Then there will be trees, then none. It is really amazing! We were surprised to find crossing gates across the interstate in Wyoming in a couple of places. Their purpose is to close the road when weather makes it impassible in the winter. Wyoming must spend millions on snow fences along the interstate. There are miles of 10' high snow fences the length of the state.
This must be where we see the film on TV of helicopters dropping food to stranded cattle during blizzards.
This trip is amazing, and it's not the cities, it's the countryside. Chain restaurants have made all cities seem alike. Ask about a steakhouse in Denver or Rapid City and you'll get directed to Outback. It seem like the local color is fading. The scenery; however' is ever-changing. What a country.
After making a rest stop in Chugwater Wyoming (pop 120) we headed toward South Dakota, and Mt. Rushmore. Mt Rushmore was not in the "points of interest" in the navigation system in the car, so we fired up Microsoft "Streets and trips" on the little laptop. Sandy learned how to operate the program as we drove, but it got us there. on the way we saw the signs for Crazy Horse, so we stopped there. One of the Rushmore sculptors was commissioned by some Indian chiefs (in the 30's) to carve a statue of General Custer's friend Crazy Horse in the black hills granite. It is roughed out, and the face is finished, and the descendants of the original sculptor are still blasting and carving.
The black hills area is a very interesting and strikingly beautiful geologic phenomenon. It is a circle of mountains in the middle of the plains, and they are, evidently, the center of ancient volcanos with everything but the central granite cores eroded away. That is why the Rushmore and Crazy Horse carvings are possible. Mount Rushmore is really beautiful, and the facilities surrounding it are very well done. The museums, theaters, and observation areas are first class. They have pictures and artifacts showing how the carving was done and how the 1/10 scale models were measured and the measurements transferred to the mountain. It was a little surprising; however, that the heads, large though they might be, are not quite as large as I had imagined.

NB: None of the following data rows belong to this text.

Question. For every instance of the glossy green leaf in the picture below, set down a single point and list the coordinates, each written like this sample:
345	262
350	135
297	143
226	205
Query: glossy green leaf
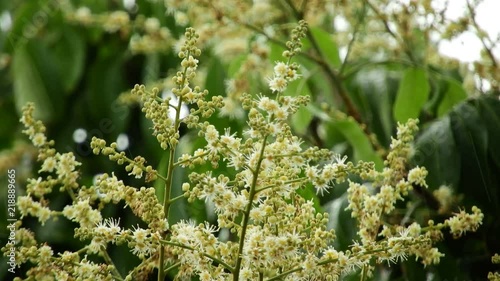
412	94
435	149
326	44
105	83
235	65
471	137
489	108
69	57
453	95
29	85
363	149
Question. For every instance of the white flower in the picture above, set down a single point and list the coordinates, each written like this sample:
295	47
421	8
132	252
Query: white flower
277	84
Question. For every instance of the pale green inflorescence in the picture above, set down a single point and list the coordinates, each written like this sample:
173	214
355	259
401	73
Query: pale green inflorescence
278	235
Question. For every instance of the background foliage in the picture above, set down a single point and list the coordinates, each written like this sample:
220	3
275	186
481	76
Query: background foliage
78	74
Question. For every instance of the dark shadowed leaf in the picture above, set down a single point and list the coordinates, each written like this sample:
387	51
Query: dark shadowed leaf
412	94
435	149
453	95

I must admit, I looked to see if Cary Grant was still clinging to the faces, but he was not.
Tomorrow it's back across Wyoming, this time East to West, to the town of Cody.
When we left Denver it was sunny and a little hazy. We drove North along the edge of the Rockies until we were well into Wyoming. The terrain was not what I had expected. We were around 5000 ft elevation all day, but we were not in the mountains. What really amazes me on this trip is how the geography and the geology changes. North of Denver is flat prairie grassland, then it changes to fertile farmland, then areas that look like the old cowboy movies with mesas, gulches, and sagebrush.